In reality, we know from scientists like Dr. Nadine Gaab with Harvard Medical School that the earlier a child is identified and receives research-based intervention, the more profound its impact. To delay identification and intervention is ineffective at best and cruel at worst.
As a successful adult who spent my formative school years praying the teacher would not call on me to read aloud, I can testify to undiagnosed dyslexia’s academic and emotional impacts. Dr. Bacallao and I do agree on one important factor: how reading should be taught in our schools.
Dr. Bacallao does a beautiful job explaining the reading process and how a child moves from understanding letter / sound correspondences into fluid and accurate reading. She incorrectly characterizes this approach as contradictory to research-based interventions which the International Dyslexia Association refers to as “Structured Literacy.”

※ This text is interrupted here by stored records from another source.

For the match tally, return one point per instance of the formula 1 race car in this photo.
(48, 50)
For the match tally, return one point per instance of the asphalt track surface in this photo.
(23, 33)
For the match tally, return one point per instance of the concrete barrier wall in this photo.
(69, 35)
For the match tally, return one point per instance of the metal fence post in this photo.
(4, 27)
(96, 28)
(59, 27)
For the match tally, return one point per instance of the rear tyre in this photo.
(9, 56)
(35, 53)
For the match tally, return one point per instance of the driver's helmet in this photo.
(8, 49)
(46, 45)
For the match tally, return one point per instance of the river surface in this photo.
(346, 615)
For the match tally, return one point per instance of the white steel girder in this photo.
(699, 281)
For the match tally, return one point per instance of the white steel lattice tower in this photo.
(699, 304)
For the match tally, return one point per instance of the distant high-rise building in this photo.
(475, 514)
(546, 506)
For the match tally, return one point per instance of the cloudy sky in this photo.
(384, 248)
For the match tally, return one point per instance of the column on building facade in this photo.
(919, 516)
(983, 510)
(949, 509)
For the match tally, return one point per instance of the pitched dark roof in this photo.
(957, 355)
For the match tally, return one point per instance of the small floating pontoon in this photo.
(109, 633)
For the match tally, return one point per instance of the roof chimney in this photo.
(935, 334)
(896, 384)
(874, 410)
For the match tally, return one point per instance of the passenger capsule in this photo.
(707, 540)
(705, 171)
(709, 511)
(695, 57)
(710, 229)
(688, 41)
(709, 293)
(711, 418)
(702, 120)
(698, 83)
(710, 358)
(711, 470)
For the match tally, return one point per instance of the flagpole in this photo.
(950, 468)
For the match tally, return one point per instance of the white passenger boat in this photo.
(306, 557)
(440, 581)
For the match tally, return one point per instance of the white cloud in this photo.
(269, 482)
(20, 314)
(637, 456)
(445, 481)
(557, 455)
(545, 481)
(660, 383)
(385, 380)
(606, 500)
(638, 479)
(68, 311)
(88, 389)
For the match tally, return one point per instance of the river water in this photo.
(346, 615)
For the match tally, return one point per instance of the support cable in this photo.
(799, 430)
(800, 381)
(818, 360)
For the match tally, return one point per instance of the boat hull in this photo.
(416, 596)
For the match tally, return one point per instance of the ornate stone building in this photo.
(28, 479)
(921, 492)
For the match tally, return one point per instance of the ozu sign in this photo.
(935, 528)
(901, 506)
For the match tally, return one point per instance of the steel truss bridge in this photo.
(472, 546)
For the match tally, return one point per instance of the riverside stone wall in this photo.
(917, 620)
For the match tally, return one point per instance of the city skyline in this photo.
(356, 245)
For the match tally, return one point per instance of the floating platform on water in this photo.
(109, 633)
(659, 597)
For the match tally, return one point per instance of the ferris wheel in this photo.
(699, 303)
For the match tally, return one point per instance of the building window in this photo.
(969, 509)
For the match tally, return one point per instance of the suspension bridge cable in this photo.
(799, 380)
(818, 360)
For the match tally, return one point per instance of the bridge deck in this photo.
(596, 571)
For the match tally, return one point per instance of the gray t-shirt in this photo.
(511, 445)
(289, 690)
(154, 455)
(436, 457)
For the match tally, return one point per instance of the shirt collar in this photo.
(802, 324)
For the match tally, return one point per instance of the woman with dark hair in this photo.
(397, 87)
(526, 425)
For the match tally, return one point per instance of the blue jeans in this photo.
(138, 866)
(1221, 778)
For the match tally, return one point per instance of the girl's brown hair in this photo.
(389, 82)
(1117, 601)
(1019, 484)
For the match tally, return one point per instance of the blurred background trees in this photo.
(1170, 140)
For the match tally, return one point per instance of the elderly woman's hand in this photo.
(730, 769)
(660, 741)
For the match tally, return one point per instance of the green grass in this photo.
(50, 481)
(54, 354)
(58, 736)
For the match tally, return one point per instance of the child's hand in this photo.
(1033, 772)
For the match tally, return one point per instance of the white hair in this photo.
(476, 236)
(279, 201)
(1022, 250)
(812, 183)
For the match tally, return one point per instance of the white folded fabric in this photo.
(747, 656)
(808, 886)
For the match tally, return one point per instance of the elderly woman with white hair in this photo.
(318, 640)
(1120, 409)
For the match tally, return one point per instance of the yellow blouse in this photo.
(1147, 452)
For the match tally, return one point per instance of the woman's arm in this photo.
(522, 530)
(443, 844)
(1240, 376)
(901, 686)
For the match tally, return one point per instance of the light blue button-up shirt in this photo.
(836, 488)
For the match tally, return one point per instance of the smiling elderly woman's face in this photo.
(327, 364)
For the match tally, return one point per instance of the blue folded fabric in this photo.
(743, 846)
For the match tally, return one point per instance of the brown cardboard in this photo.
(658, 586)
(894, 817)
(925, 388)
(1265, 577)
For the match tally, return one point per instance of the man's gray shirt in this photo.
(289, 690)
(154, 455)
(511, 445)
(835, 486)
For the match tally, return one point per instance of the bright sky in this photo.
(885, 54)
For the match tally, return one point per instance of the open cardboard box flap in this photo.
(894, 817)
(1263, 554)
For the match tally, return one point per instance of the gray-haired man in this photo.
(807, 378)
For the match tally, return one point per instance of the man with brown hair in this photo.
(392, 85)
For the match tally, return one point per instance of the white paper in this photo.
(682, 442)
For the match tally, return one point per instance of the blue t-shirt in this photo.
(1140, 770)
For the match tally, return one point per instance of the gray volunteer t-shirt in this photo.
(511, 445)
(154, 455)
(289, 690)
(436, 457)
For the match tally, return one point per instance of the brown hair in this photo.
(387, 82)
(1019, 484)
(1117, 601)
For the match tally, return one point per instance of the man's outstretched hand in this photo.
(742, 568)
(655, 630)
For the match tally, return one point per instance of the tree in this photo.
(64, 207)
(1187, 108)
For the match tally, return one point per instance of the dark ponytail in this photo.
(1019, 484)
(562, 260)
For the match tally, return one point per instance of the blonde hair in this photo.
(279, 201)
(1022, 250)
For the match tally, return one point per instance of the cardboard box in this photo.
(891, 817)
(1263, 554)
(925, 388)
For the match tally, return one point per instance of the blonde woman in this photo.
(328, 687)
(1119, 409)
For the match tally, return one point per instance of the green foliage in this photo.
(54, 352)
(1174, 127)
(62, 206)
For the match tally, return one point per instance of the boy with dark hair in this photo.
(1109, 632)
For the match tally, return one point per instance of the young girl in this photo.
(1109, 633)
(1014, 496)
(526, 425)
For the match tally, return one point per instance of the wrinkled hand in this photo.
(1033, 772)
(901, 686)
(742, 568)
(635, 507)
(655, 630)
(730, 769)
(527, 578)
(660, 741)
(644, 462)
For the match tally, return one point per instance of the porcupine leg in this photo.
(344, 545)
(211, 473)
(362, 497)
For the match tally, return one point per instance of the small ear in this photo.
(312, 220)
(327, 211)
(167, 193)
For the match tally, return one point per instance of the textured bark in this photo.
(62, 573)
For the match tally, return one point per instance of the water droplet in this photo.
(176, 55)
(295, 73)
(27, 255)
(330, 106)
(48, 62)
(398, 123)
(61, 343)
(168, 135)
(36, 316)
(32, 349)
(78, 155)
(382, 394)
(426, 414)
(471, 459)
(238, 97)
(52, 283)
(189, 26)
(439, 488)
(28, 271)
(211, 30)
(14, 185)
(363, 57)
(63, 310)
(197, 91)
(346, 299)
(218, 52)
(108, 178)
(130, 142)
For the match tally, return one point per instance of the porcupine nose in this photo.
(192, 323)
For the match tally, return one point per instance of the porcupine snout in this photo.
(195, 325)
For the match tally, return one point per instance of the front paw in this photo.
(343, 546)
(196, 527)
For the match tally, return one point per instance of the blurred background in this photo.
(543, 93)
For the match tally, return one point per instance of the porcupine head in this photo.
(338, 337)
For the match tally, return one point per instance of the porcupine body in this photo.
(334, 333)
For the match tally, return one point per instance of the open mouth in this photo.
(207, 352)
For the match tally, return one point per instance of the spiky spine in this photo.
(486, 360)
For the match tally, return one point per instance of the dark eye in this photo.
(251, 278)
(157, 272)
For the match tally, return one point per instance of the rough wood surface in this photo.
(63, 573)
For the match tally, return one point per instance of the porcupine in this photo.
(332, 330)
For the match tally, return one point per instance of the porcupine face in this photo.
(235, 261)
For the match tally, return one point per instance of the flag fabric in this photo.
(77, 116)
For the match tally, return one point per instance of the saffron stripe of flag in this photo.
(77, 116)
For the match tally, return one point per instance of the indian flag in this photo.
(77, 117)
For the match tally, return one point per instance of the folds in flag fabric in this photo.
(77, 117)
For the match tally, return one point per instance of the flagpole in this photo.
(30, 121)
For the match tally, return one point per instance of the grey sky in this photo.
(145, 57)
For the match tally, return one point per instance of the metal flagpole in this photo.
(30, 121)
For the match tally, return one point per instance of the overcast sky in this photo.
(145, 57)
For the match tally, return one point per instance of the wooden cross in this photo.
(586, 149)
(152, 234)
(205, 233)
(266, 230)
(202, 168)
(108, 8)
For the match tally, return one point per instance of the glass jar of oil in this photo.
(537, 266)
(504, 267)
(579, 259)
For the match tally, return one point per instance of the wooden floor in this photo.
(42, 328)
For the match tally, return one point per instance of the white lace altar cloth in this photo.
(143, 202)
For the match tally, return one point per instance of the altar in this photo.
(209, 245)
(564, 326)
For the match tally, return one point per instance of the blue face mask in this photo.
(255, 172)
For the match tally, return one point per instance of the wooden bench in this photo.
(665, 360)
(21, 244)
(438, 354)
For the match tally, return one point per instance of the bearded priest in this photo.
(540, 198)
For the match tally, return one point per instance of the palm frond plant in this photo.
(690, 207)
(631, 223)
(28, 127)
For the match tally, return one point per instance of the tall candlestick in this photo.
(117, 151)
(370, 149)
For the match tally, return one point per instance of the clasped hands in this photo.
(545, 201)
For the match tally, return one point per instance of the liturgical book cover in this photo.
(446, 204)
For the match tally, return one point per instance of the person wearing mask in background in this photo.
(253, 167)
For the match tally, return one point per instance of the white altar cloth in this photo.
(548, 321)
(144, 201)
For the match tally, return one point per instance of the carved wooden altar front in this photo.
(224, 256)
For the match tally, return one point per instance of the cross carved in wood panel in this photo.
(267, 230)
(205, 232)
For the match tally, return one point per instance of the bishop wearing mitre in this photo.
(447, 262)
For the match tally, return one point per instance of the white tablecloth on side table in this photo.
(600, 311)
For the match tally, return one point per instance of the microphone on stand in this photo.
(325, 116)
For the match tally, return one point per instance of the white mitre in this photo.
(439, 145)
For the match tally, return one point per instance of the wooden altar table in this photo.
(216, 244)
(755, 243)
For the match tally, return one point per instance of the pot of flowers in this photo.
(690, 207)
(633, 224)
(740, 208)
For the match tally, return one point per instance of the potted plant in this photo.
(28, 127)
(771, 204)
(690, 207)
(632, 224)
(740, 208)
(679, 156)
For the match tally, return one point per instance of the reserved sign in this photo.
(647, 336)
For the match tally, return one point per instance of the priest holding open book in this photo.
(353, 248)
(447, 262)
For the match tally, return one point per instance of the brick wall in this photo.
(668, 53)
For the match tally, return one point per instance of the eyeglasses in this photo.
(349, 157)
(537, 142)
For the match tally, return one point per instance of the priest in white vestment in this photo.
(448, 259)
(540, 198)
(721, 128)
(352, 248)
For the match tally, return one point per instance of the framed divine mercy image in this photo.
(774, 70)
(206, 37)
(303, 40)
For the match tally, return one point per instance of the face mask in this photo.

Instead, Dr. Bacallao alludes to questionable motives and a larger conspiracy between dyslexia advocacy groups and the government. These ideas are outlandish. Third-grade reading scores in the metro Atlanta area show that the majority of students continue to perform below grade-level. For African-American students and students from economically disadvantaged backgrounds, their reading proficiency rates are immoral.
The illiteracy problems in our schools are not solely attributable to dyslexia. Many other factors contribute to these appalling rates. However, why would we oppose additional investments in getting an understanding of a child’s reading trajectory as early as possible? The system as it now stands is not working for the vast majority of our students, dyslexics included.
Finally, I want to make sure that Dr. Bacallao understands that I do not interpret myself, my son or the students in my care at the Schenck School or the thousands of Schenck School alumni as having shameful brain abnormalities. There is no question that our brains process information differently. There is no doubt that some cognitive tasks (connecting a symbol to its sound) can be taxing. Our brains are different, and I am thankful for it.
A dyslexia diagnosis does not limit a child’s potential. It empowers them to understand the nature of their difficulties and the path for success. I wish more students in Georgia had that privilege.